Didn't want to do hospital nursing again, as that had been my first job and it had gone over horribly. The manager was a new-nurse eater who wanted to take you, chew you up, and spit you back out with a black spot on your nursing record bigger than your name and the length of time you had your license! I was TERRIFIED to go back to hospital nursing. I had nightmares about working in a hospital because of that woman. 

So, I was looking at options. I couldn't teach as a nursing instructor because I didn't have enough experience. 

And then I found it. Some random website that posted a ton of school nurse jobs. Many were for schools that were called ESP, non public. This meant that a lot of the things these nurses did really--from my understanding--weren't regulated and policies really weren't formulated. Not good for someone with no experience. However, I was willing to take anything. 

So I started to apply. 

The thought then came to maybe applying to the public school systems around me, and my old high school, just in case (they were a charter school). 

I got a call back for an ESP school and then the public school system. 

The ESP school wanted me, but the principal of the school I'd work at never called me back. 

The public school system was slower. It took them until late July, early August to call me. I interviewed one day, the next I was offered the job, and then I was put into "New Teacher Academy" the next Monday for 3 days of intensive "training" as a "New Teacher." 

Though a flawed system, I was trained by the nursing director in some of the jobs I would be expected to do, some of which included medicaid billing, IEPs, IHP's, 504s, Medication Authorization forms, Emergency Medical Cards, Incident Reports, Electronic Charting through "Sunguard", Vision and Hearing Screenings, Immunization reviews for Kindergarten, 7th Grade, and New to District Students, Policies for the use of Emergency medications (including EpiPens), and our School Health Advisory Committee (SHAC) and how we were going to complete the School Health Index (SHI) from the CDC, as a part of our partnership through a local hospital chain in research to see if having one school nurse in every building of the district really made an impact in student's health and chronic disease management. 

Overwhelming, right? 

This also included getting our picture IDs, Policies and Procedures as a general public school employee, Insurance and Benefits, Payroll rules, Tax Information, etc. 

It was a long 3 days.

AND THEN THEY DROPPED THE BOMB. 

"You will need your School Nurse Certification." 

Now, this isn't some add-on to your nursing license, no. 

This is more schooling.
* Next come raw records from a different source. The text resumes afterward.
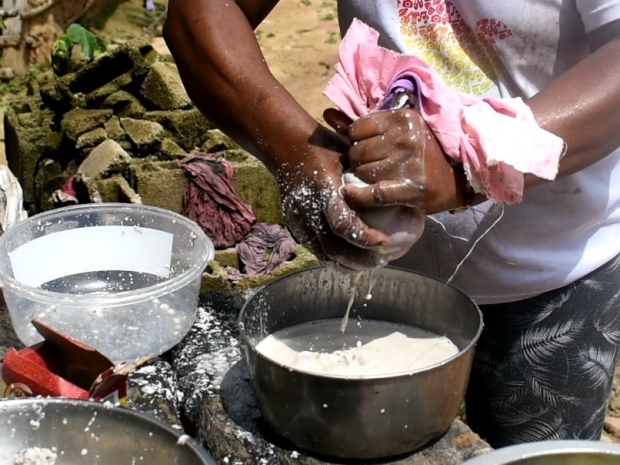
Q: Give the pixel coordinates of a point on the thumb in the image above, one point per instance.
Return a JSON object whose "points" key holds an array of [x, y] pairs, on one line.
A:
{"points": [[337, 120], [382, 194]]}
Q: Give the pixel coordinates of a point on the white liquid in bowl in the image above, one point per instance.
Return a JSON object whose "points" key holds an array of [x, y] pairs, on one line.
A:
{"points": [[368, 348]]}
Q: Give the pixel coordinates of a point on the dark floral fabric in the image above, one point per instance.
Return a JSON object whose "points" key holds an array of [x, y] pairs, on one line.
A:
{"points": [[544, 367]]}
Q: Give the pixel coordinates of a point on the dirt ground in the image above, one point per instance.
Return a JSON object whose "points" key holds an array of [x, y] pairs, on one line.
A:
{"points": [[299, 40]]}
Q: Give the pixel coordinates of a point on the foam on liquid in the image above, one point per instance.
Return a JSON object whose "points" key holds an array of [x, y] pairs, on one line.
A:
{"points": [[368, 348]]}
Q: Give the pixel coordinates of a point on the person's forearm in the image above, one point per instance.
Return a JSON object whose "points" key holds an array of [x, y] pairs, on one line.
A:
{"points": [[225, 74], [582, 107]]}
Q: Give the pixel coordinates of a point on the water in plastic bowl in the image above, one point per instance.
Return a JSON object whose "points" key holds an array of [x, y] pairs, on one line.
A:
{"points": [[121, 278]]}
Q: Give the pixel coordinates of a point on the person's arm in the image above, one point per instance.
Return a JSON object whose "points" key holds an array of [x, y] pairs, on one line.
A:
{"points": [[225, 74], [582, 106]]}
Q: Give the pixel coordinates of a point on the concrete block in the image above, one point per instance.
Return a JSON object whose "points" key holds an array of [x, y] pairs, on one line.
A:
{"points": [[91, 139], [217, 141], [124, 104], [104, 160], [170, 150], [110, 73], [25, 146], [50, 176], [114, 129], [117, 189], [256, 186], [163, 87], [160, 184], [145, 135], [188, 128], [79, 121]]}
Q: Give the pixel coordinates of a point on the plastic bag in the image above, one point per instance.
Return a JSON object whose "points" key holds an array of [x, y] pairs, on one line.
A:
{"points": [[11, 199]]}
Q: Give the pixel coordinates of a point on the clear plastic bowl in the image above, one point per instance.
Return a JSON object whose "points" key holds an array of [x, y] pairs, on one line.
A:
{"points": [[122, 278]]}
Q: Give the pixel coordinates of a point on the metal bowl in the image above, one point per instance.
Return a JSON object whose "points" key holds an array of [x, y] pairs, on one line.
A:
{"points": [[553, 453], [91, 433], [373, 417]]}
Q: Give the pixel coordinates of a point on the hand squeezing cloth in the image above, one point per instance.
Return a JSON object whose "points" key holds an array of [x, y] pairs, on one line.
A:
{"points": [[496, 139]]}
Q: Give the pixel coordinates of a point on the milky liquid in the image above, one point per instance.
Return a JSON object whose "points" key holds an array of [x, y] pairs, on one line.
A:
{"points": [[102, 282], [368, 348], [352, 295]]}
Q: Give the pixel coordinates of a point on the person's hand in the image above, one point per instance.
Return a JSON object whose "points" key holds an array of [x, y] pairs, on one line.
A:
{"points": [[318, 216], [398, 155]]}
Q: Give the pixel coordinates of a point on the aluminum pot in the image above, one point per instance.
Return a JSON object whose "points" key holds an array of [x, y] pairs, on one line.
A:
{"points": [[91, 433], [553, 453], [373, 417]]}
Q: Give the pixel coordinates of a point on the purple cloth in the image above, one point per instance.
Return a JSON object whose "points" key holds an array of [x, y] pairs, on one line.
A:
{"points": [[265, 248], [405, 83], [212, 201]]}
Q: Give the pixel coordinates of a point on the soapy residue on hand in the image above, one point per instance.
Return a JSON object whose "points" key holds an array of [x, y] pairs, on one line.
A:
{"points": [[35, 456], [369, 348]]}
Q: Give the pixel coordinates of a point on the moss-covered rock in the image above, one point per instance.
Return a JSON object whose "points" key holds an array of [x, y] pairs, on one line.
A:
{"points": [[217, 141], [111, 72], [91, 139], [124, 104], [50, 176], [104, 160], [227, 257], [26, 145], [144, 134], [163, 87], [114, 129], [255, 185], [170, 150], [188, 128], [80, 121], [302, 259], [160, 184], [117, 189]]}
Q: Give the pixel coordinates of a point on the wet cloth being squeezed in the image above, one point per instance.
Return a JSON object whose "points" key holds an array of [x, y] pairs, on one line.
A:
{"points": [[265, 248], [211, 200], [496, 139]]}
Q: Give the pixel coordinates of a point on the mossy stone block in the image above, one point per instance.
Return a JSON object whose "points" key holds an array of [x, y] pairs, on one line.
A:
{"points": [[80, 121], [91, 138], [188, 128], [144, 134], [163, 87], [124, 104]]}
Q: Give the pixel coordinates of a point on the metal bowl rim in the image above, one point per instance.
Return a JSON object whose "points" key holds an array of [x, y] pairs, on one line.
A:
{"points": [[119, 298], [196, 448], [390, 376], [511, 454]]}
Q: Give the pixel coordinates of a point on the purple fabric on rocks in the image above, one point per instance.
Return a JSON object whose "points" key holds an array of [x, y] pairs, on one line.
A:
{"points": [[265, 248]]}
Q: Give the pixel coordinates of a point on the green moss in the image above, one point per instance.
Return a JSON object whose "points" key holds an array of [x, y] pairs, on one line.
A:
{"points": [[144, 134], [188, 128], [258, 187], [227, 257], [92, 138], [217, 141], [164, 88], [79, 121], [303, 259], [124, 104]]}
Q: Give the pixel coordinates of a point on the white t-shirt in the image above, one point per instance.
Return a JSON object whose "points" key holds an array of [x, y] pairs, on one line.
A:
{"points": [[562, 230]]}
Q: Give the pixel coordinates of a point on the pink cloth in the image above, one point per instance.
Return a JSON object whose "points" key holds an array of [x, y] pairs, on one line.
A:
{"points": [[497, 140]]}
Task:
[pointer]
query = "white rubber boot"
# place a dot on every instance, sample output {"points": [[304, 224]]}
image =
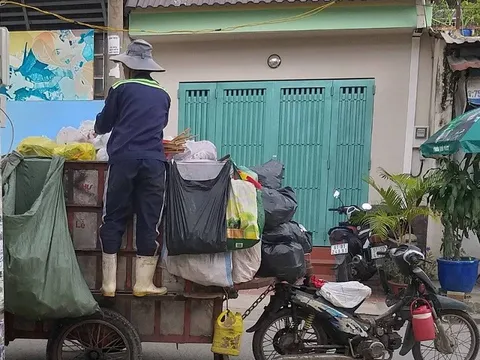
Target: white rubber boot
{"points": [[144, 271], [109, 274]]}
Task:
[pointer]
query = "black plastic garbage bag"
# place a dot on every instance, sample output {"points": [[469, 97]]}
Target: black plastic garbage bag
{"points": [[270, 174], [195, 218], [42, 277], [285, 261], [280, 206], [288, 233]]}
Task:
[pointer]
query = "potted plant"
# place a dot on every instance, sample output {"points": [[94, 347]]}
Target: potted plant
{"points": [[401, 202], [455, 196]]}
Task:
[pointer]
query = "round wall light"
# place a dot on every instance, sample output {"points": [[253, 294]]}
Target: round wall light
{"points": [[274, 61]]}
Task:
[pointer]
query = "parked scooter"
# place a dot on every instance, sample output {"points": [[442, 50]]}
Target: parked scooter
{"points": [[356, 257], [299, 322]]}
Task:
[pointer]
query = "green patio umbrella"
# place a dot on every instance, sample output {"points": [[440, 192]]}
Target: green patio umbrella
{"points": [[462, 133]]}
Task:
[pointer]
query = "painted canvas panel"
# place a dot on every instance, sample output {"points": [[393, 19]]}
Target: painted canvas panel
{"points": [[51, 65]]}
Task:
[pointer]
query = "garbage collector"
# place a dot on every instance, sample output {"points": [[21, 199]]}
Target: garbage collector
{"points": [[136, 112]]}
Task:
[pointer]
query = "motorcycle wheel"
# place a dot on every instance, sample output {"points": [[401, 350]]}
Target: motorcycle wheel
{"points": [[424, 350], [343, 272], [280, 339]]}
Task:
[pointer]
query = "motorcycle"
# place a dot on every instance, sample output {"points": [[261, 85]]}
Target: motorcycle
{"points": [[356, 256], [299, 322]]}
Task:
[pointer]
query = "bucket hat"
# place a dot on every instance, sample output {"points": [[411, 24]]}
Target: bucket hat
{"points": [[138, 57]]}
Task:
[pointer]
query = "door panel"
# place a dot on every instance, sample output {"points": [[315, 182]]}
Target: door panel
{"points": [[197, 109], [351, 135], [241, 129], [303, 148]]}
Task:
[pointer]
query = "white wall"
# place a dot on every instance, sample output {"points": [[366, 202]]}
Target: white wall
{"points": [[384, 57]]}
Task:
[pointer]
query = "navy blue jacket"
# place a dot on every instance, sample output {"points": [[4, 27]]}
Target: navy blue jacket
{"points": [[136, 112]]}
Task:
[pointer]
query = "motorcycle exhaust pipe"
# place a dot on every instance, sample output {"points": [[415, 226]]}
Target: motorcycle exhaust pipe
{"points": [[315, 357]]}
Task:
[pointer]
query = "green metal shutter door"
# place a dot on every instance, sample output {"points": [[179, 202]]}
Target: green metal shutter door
{"points": [[352, 116], [241, 126], [303, 146], [197, 109]]}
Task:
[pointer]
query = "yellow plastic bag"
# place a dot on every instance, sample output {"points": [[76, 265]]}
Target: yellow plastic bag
{"points": [[227, 334], [76, 151], [36, 146], [242, 215]]}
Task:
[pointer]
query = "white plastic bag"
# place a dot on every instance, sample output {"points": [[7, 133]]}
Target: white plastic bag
{"points": [[100, 141], [198, 150], [102, 154], [87, 129], [203, 269], [346, 295], [246, 263], [69, 135]]}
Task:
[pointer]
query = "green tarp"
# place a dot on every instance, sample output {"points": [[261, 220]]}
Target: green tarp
{"points": [[42, 276]]}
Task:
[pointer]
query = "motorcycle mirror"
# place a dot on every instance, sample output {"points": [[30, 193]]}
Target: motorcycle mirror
{"points": [[366, 206]]}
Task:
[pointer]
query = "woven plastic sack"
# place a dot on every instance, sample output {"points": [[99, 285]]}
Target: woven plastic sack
{"points": [[242, 215], [78, 151], [202, 269], [42, 277], [246, 263], [37, 146], [68, 135]]}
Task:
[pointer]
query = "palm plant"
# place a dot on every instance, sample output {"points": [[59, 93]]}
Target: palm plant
{"points": [[401, 202], [455, 195]]}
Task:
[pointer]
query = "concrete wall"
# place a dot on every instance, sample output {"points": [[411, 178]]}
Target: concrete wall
{"points": [[313, 55]]}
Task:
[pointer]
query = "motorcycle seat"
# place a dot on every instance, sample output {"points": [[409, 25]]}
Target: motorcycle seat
{"points": [[345, 295]]}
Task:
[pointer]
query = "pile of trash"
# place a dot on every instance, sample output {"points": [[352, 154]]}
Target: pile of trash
{"points": [[226, 224], [83, 144], [71, 143], [284, 241]]}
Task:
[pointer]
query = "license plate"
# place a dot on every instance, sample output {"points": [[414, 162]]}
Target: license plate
{"points": [[338, 249], [376, 250]]}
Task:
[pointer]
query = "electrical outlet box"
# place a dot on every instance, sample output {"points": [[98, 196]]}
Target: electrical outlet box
{"points": [[420, 136], [4, 70]]}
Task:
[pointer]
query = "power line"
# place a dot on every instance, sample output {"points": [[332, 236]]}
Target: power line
{"points": [[303, 15]]}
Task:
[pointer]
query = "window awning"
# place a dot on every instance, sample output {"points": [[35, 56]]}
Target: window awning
{"points": [[143, 4], [18, 18]]}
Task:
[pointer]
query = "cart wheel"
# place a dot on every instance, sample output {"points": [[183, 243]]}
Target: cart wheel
{"points": [[220, 357], [104, 336]]}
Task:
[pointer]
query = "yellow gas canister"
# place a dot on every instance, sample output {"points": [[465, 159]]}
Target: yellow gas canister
{"points": [[228, 333]]}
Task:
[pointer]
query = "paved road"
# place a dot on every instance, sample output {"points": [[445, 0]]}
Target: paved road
{"points": [[35, 350]]}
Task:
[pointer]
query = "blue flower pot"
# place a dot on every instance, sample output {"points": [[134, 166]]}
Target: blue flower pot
{"points": [[458, 275]]}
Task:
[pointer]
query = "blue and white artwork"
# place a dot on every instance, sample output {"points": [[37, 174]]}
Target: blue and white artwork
{"points": [[51, 65]]}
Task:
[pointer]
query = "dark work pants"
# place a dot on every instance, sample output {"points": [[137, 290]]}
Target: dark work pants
{"points": [[133, 186]]}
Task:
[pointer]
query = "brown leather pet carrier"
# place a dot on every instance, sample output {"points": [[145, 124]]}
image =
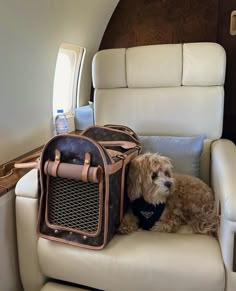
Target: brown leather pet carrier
{"points": [[82, 181]]}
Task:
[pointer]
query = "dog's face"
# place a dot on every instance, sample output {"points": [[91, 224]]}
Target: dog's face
{"points": [[150, 177]]}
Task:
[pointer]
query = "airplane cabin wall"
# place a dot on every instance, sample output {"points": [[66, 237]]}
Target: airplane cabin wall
{"points": [[31, 33]]}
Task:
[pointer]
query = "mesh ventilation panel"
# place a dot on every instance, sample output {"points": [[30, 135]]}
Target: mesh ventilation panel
{"points": [[73, 204]]}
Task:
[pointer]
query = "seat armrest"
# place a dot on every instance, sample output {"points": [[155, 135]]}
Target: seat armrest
{"points": [[223, 173], [27, 186]]}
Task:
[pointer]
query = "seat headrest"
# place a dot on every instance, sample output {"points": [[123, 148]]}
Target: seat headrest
{"points": [[168, 65]]}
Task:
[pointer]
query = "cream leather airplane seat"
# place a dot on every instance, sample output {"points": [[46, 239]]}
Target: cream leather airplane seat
{"points": [[160, 90]]}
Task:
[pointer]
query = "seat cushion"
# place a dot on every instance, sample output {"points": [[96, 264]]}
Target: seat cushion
{"points": [[144, 260], [59, 287]]}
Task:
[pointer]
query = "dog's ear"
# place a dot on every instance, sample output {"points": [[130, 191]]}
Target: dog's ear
{"points": [[166, 161], [134, 181]]}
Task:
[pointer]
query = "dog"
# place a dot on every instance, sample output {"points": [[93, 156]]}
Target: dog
{"points": [[163, 201]]}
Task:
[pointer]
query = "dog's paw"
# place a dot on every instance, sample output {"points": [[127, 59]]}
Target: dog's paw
{"points": [[162, 227]]}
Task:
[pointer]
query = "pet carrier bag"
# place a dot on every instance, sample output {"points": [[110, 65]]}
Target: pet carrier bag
{"points": [[82, 182]]}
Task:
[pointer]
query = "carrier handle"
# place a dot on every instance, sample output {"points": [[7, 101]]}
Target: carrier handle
{"points": [[124, 144], [73, 171]]}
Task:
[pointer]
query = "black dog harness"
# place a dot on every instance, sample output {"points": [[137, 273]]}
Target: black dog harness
{"points": [[147, 213]]}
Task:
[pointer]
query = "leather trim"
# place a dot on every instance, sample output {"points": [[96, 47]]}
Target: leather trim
{"points": [[73, 171], [86, 166]]}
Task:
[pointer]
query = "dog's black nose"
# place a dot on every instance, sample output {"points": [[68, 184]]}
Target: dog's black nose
{"points": [[168, 184]]}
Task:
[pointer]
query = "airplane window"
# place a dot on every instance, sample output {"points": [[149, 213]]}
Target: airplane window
{"points": [[66, 79]]}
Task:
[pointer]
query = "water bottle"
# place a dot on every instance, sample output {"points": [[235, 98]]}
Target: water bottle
{"points": [[61, 122]]}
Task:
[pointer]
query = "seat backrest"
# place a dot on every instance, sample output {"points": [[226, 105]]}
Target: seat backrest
{"points": [[171, 90]]}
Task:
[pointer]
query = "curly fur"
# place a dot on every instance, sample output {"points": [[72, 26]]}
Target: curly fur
{"points": [[188, 199]]}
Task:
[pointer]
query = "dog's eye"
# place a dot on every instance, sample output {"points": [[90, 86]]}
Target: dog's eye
{"points": [[167, 173], [154, 175]]}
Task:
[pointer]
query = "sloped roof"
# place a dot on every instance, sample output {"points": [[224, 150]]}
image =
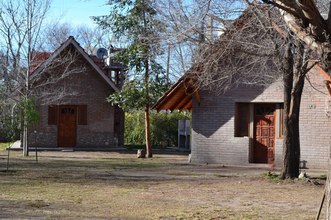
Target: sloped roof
{"points": [[180, 95], [71, 41]]}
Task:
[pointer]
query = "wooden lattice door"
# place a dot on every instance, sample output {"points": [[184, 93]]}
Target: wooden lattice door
{"points": [[264, 133]]}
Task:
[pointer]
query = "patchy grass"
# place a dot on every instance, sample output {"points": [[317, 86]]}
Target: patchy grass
{"points": [[94, 185]]}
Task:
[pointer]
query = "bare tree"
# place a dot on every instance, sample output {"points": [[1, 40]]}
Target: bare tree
{"points": [[250, 52]]}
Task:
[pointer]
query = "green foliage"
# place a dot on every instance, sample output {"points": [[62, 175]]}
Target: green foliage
{"points": [[164, 127], [132, 98], [136, 21]]}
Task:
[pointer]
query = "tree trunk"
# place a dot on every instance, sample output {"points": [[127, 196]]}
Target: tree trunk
{"points": [[147, 133], [25, 140], [294, 78], [328, 194]]}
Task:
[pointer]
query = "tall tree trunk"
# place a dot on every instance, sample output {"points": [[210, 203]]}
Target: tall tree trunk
{"points": [[147, 133], [294, 77], [147, 122]]}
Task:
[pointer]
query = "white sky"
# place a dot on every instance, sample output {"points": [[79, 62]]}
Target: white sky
{"points": [[77, 12]]}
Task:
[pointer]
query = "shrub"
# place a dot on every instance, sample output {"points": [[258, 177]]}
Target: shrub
{"points": [[164, 128]]}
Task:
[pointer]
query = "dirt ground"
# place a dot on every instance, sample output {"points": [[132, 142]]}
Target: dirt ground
{"points": [[109, 185]]}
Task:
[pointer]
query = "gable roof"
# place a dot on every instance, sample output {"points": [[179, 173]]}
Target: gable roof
{"points": [[71, 41], [180, 95]]}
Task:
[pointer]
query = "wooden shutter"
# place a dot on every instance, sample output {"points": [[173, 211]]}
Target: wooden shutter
{"points": [[82, 114], [242, 119], [53, 114]]}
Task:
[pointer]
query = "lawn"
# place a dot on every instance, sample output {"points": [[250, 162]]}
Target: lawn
{"points": [[103, 185]]}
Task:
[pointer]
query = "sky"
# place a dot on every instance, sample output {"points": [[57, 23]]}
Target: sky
{"points": [[77, 12]]}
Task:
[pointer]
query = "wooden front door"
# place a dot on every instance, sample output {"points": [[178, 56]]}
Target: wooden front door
{"points": [[67, 126], [264, 133]]}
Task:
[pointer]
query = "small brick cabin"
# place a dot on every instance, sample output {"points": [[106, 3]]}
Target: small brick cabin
{"points": [[244, 125], [76, 113]]}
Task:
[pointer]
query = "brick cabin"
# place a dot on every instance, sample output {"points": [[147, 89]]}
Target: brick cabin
{"points": [[244, 125], [83, 118]]}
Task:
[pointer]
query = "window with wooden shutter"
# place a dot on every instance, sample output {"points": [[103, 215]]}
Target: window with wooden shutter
{"points": [[53, 114], [242, 120], [82, 114]]}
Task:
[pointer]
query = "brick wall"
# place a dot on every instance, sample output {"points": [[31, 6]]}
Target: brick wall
{"points": [[213, 124]]}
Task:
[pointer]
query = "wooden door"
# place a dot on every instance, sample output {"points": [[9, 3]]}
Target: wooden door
{"points": [[264, 133], [67, 126]]}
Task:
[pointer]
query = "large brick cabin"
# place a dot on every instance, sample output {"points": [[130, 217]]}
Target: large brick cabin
{"points": [[244, 125], [82, 118]]}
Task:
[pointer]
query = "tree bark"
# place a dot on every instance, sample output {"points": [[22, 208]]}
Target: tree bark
{"points": [[294, 78]]}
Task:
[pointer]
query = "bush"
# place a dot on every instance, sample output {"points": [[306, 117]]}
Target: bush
{"points": [[164, 128]]}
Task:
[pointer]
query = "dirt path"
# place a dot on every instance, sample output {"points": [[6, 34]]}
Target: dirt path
{"points": [[102, 185]]}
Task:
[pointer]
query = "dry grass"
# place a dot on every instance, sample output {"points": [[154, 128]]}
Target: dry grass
{"points": [[86, 185]]}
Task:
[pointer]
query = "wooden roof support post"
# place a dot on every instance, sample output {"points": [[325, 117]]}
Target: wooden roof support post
{"points": [[327, 84]]}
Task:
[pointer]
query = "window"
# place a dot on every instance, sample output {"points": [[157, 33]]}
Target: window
{"points": [[242, 119], [82, 114], [53, 114]]}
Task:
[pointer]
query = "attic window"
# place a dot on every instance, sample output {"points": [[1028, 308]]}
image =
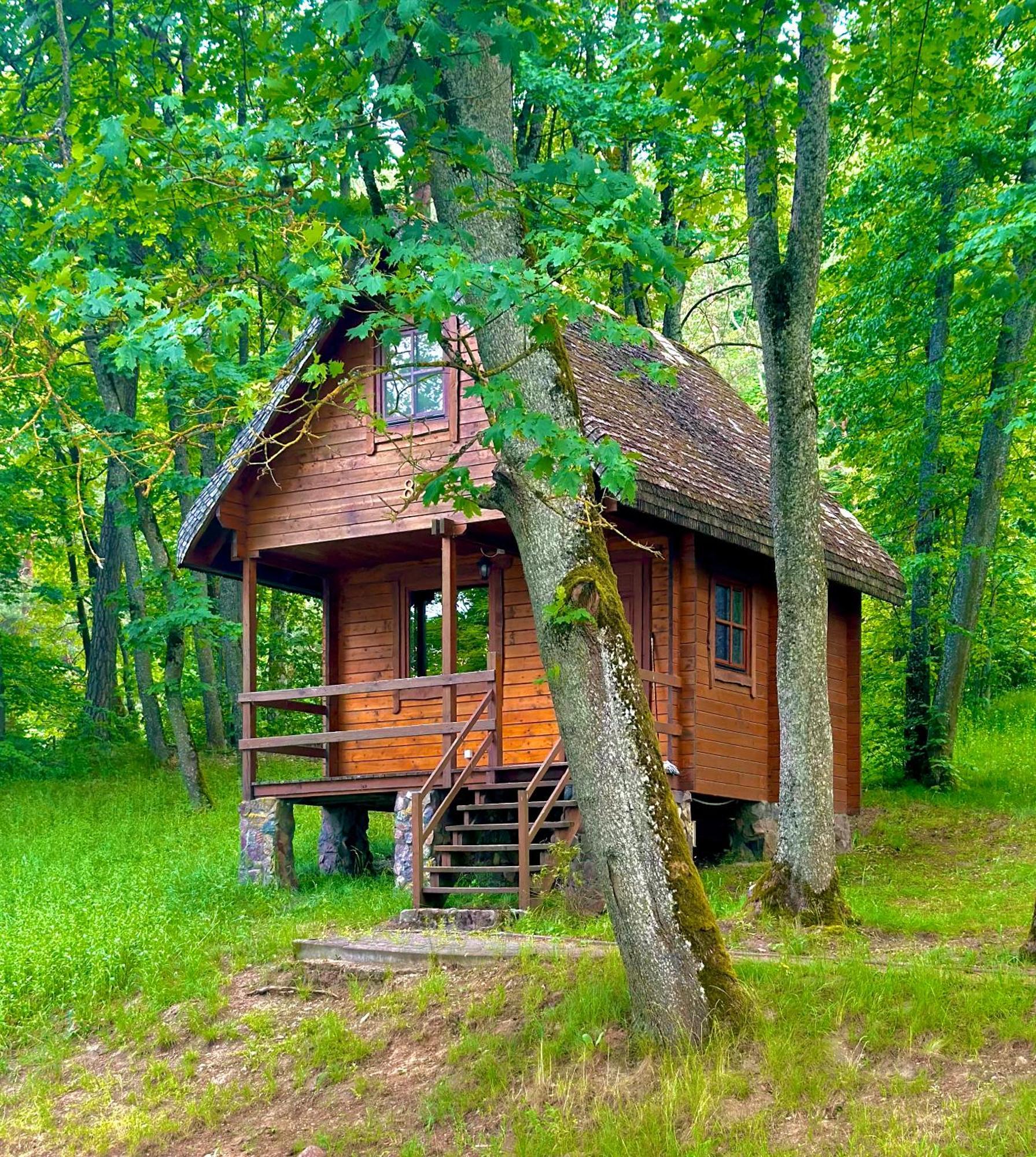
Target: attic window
{"points": [[413, 379], [730, 627]]}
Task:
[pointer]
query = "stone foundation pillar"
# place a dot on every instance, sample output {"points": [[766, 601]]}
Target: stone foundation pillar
{"points": [[342, 845], [403, 857], [267, 828]]}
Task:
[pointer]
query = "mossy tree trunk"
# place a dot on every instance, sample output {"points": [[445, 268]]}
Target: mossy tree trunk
{"points": [[104, 637], [803, 879], [679, 972]]}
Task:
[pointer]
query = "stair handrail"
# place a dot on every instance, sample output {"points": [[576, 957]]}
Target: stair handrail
{"points": [[526, 834], [548, 763], [552, 801]]}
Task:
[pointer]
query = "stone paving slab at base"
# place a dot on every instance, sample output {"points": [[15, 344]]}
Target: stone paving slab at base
{"points": [[415, 952]]}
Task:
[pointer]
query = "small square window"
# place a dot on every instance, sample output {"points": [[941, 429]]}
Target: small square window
{"points": [[425, 631], [730, 627], [414, 379]]}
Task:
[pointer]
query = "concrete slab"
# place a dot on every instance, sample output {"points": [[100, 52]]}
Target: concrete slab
{"points": [[416, 952]]}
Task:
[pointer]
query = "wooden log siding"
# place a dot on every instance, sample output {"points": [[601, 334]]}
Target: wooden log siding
{"points": [[329, 487]]}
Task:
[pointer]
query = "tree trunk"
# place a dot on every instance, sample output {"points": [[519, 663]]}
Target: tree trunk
{"points": [[118, 395], [983, 517], [104, 639], [803, 879], [227, 596], [82, 622], [149, 709], [128, 705], [2, 701], [214, 734], [677, 966], [229, 606], [175, 653], [1030, 948], [919, 682]]}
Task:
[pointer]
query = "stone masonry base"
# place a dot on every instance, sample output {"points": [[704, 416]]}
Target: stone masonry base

That you have to pay for yourself. Because it's usually a certificate program. 

So my recommendation is to ask if you need a special certification to be a school nurse before starting. 

I'm currently in school to obtain my Masters in Nursing with my School Nurse Concentration from Wright State University, so I can get Financial Aid to cover my certification as well ;).